Why is this fact not more widely appreciated? I would suggest that is because Nurse Eyre has a caseload of one, and so what she is dealing with does not seem to be a social problem but rather a very strange situation, just as was the case with Anne Sullivan and Helen Keller. It takes a while to work up the number so that Jane Addams is not just intruding in some one person’s remarkably deprived life, becoming sort of a Mr. Henry Higgins who might have a school full of Eliza’s trying to become ladies rather than a single pupil. Now, that would have been an accomplishment worthy of Undershaft, the arms manufacturer in “Major Barbara”, who had indeed created model worker’s villages, but the comedy of “Pygmalion” partly relies on the fact that the education of Eliza is such a peculiar undertaking, rather than a way to rise up the poor in general.

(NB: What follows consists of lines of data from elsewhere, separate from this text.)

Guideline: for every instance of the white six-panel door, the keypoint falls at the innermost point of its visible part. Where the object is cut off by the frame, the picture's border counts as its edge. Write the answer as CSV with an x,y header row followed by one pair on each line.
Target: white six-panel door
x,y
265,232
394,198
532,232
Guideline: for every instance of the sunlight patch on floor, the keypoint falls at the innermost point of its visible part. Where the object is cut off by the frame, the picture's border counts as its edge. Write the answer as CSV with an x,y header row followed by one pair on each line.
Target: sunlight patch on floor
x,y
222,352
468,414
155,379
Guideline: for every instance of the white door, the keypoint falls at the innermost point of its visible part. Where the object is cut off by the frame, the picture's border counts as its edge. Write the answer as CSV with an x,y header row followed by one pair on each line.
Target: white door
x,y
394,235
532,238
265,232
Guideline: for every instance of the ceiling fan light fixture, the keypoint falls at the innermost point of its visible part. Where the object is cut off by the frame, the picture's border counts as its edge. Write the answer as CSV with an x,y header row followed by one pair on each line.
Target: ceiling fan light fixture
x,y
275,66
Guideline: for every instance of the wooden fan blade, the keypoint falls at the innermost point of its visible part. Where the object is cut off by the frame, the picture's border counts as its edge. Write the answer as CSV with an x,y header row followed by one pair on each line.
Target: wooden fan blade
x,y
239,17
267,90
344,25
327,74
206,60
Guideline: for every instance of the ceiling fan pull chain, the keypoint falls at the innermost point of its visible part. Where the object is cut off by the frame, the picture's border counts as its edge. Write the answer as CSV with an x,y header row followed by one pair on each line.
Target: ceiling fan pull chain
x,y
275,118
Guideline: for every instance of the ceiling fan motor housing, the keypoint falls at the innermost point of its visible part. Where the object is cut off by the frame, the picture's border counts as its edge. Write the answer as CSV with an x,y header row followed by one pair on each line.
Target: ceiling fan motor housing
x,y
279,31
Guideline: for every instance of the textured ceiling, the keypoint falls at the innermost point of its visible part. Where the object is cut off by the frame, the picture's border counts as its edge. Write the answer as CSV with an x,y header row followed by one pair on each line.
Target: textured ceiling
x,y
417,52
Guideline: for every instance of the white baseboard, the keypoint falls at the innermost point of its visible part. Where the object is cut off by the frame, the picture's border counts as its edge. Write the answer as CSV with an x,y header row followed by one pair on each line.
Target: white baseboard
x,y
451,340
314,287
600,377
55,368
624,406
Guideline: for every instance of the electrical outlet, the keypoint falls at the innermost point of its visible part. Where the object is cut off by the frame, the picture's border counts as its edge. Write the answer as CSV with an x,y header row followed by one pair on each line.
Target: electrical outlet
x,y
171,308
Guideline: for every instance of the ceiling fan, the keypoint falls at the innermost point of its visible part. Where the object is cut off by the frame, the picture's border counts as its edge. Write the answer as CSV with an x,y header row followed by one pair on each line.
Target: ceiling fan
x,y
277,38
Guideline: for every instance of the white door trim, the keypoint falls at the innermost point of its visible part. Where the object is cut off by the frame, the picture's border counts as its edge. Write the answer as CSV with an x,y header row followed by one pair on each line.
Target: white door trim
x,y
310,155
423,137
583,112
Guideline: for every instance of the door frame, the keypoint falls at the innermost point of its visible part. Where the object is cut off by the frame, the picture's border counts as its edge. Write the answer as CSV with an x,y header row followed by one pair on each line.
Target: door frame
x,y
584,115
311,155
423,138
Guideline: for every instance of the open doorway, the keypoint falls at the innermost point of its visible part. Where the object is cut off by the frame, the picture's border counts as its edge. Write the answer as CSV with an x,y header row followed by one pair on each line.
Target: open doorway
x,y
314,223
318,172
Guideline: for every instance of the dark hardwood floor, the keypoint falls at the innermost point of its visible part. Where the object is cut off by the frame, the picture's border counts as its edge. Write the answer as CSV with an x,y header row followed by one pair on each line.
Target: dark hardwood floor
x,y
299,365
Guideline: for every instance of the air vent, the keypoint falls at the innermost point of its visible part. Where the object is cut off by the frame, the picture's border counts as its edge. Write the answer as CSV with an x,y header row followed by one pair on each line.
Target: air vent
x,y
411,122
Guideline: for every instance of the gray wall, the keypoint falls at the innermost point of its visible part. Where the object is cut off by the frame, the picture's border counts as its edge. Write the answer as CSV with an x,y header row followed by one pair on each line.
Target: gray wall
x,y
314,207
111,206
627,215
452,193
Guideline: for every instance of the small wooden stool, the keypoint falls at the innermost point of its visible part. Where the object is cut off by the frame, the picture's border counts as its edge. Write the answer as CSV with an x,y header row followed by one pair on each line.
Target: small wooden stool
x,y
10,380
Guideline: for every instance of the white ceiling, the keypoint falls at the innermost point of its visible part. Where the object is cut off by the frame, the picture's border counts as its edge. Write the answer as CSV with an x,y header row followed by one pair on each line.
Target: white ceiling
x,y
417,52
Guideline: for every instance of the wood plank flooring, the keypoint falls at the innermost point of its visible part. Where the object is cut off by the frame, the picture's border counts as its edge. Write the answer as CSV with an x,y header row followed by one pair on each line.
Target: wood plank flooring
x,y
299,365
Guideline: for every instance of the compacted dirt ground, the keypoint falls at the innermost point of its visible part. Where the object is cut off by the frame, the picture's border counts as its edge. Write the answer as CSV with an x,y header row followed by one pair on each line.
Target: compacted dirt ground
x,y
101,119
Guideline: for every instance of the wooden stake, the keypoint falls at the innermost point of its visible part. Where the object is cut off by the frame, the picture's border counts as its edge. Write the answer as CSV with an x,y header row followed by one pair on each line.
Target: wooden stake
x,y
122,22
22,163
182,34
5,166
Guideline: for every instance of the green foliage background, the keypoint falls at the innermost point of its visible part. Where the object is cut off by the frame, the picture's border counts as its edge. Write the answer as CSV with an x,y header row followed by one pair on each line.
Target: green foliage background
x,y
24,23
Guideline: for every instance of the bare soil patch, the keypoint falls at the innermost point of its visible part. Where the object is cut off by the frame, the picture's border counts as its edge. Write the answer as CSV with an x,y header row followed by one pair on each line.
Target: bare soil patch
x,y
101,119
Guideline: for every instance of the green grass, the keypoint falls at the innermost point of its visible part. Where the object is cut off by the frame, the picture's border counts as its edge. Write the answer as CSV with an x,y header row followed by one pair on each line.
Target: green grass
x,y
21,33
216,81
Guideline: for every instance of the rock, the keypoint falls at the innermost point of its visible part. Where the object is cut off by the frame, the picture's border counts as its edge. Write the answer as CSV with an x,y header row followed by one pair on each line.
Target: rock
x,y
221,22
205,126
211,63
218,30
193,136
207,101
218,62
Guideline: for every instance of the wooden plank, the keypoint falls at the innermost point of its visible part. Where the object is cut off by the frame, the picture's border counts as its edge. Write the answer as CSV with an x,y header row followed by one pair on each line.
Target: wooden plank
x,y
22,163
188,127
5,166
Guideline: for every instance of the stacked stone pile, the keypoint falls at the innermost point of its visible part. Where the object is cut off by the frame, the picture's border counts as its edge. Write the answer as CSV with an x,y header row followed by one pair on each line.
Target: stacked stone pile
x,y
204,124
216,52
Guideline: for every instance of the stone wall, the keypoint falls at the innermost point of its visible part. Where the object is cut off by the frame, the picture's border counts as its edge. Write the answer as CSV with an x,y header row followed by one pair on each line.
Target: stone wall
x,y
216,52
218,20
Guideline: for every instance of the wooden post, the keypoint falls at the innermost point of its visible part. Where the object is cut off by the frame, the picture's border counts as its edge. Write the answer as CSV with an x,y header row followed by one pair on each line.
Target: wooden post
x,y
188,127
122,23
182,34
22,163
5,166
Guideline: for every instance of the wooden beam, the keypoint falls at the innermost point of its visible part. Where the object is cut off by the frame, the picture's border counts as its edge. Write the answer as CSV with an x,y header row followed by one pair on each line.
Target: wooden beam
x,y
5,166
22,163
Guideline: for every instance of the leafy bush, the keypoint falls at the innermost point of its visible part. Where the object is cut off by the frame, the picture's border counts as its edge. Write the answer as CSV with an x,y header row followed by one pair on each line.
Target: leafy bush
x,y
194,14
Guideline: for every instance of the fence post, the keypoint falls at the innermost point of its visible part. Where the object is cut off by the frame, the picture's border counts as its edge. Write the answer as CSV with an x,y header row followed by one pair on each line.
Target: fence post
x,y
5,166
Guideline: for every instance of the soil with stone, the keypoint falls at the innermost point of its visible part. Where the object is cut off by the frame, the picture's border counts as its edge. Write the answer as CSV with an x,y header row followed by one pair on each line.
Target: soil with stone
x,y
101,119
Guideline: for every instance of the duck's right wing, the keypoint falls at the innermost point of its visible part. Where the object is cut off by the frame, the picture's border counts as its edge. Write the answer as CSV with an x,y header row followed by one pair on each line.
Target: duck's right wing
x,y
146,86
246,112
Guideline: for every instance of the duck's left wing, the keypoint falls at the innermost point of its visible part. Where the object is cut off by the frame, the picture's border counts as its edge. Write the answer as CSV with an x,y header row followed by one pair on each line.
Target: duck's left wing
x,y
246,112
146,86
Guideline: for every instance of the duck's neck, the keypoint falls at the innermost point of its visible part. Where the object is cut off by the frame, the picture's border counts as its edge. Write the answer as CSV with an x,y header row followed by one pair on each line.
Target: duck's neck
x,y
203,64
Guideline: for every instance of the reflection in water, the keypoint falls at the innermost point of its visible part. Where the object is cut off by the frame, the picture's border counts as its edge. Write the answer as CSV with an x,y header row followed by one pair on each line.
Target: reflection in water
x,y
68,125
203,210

Another example of this phenomenon that what is dramatic when applied to one case and a social problem when addressed to a group is the case of Ishi, the Indian who had managed to survive the loss of all his tribe and wandered in 1907 into a California already run by the white man, as if he had been reconstituted from the dead. He was placed in a museum and lived out his life there, becoming kind of a friend to the anthropology professor, Alfred Kroeber, who kept an eye out for him. How is this museum status much different from the sequestration of decimated Indian tribes in reservations which provided little employment or social services? That was also an attempt to make them live in museums for the preservation of Indian life even if it was also a way to deal with the social problem of what to do with a superannuated people who, apparently, could not make it as “immigrants” to the modern world. Not much different from Buffalo Bill’s Wild West Show, which also used Indians for their value as nostalgia for an era of American life that was fast disappearing. Jane Eyre is different in that her duties are not about holding on to the past, which is the way her novel is framed, a call to medievalism updated in its imagery, but instead an appeal to the future when society can recognize the disabled as human beings.